Britischer Produzent: Brian Eno wird 70

Wenn die Algorithmen tanzen: Brian Eno hat Ambient erfunden und Bands wie U2, Coldplay oder Talking Heads produziert. Jetzt feiert der britische Musikphilosoph Geburtstag. Eine Gratulation.

Wie sah Brian Eno eigentlich 1975 aus? Blass, dürr und alienhaft, ein bisschen wie sein Freund und Kollege, der Thin White Duke David Bowie. Enos Haare waren noch rockermäßig lang, jedenfalls an den Seiten, über der Stirn wurden sie dünn. Als Keyboarder von Roxy Music war er in extravaganten Samtkostümen, mit Federboa und in Plateauschuhen aufgetreten.

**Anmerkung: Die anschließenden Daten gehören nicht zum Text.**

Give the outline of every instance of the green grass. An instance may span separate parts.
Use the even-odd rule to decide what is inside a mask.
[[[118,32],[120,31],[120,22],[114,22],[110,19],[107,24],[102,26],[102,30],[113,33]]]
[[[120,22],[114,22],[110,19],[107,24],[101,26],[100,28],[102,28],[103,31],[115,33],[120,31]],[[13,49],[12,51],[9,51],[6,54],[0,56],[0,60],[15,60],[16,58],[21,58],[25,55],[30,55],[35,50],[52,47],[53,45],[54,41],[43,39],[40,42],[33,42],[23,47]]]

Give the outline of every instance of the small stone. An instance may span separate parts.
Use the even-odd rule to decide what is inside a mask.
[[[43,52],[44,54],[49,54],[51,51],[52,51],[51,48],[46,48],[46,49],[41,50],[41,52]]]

Jetzt hatte er sich von der Band losgesagt und zeigte sich auf einem Foto in der Juli-Ausgabe des amerikanischen Popmagazins „Creem“ im bauchnabelfreien Muscle Shirt. Allerdings war sein Bizeps nicht der Rede wert. Trotzdem muss die Zeile „Und du siehst aus wie der junge Brian Eno“ aus dem Song „1975“ der Hamburger Rockband Die Regierung unbedingt als Kompliment verstanden werden. Denn Brian Eno sah nicht bloß genial aus. Er war auch genial.

Eno, der am 15. Mai 1948 in der südenglischen Grafschaft Suffolk geboren wurde, kam von der Kunst zur Musik und betont bis heute, nie eine musikalische Ausbildung im herkömmlichen Sinn durchlaufen zu haben. Er sieht sich als Forscher. Als er an der Winchester School of Art bei Southampton studierte, lief ihm der Who-Gitarrist Pete Townshend über den Weg, der dort eine Vorlesung hielt.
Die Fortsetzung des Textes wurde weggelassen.